In practice, ruptured appendiceal mucoceles are also a main differential diagnosis. However, such lesions are not neoplastic. The wall of a mucocele shows attenuated mucosa lined by flattened and atrophic epithelium, which can often be identified by adequate sampling.
Appendiceal mucinous tumors are frequently unexpected finding. The challenge arises from uncertainty of its topographic relationship with the appendiceal wall and from limited sampling. Such a lesion with mural mucin must be entirely examined before a definitive diagnosis is rendered. Acellular mucin limited to the periappendiceal region including ruptured mucoceles and adenomas is rarely associated with disease progression, when the absence of epithelium is confirmed by histological examination of the entire appendix. However, any amount of epithelium in the peritoneal cavity has potential to disseminate throughout the peritoneum and result in the death in nearly half of the patient, even if it is limited to the periappendiceal region at the time of diagnosis or shows low-grade cytologic atypia. The more widely accepted approach endorsed by the AJCC and WHO designates all such peritoneal disease as carcinoma.

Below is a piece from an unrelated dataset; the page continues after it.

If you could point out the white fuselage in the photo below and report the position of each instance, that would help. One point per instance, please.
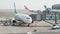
(23, 17)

Reference / Suggested Readings
J. Misdraji: Appendiceal Mucinous Neoplasms: Controversial Issues. Archives of Pathology & Laboratory Medicine. 134(6):864-870, 2010
R. K. Yantiss et al: Prognostic significance of localized extra-appendiceal mucin deposition in appendiceal mucinous neoplasms. Am J Surg Pathol 33 (2):248–255, 2009.
R. F. Bradley et al.: Pseudomyxoma peritonei of appendiceal origin: a clinicopathologic analysis of 101 patients uniformly treated at a single institution, with literature review. Am J Surg Pathol. 30 (5):551–559, 2006.
R. K. Pai & T. A. Longacre.: Appendiceal mucinous tumors and pseudomyxoma peritonei: histologic features, diagnostic problems, and proposed classification. Adv Anat Pathol. 12 (6):291–311, 2005.
J. Misdraji et al.: Appendiceal mucinous neoplasms: a clinicopathologic analysis of 107 cases. Am J Surg Pathol. 27 (8): 1089-1103, 2004.
N. J. Carr et al.: Epithelial noncarcinoid tumors and tumor-like lesions of the appendix: a clinicopathologic study of 184 patients with a multivariate analysis of prognostic factors. Cancer 75 (3):757–768, 1995.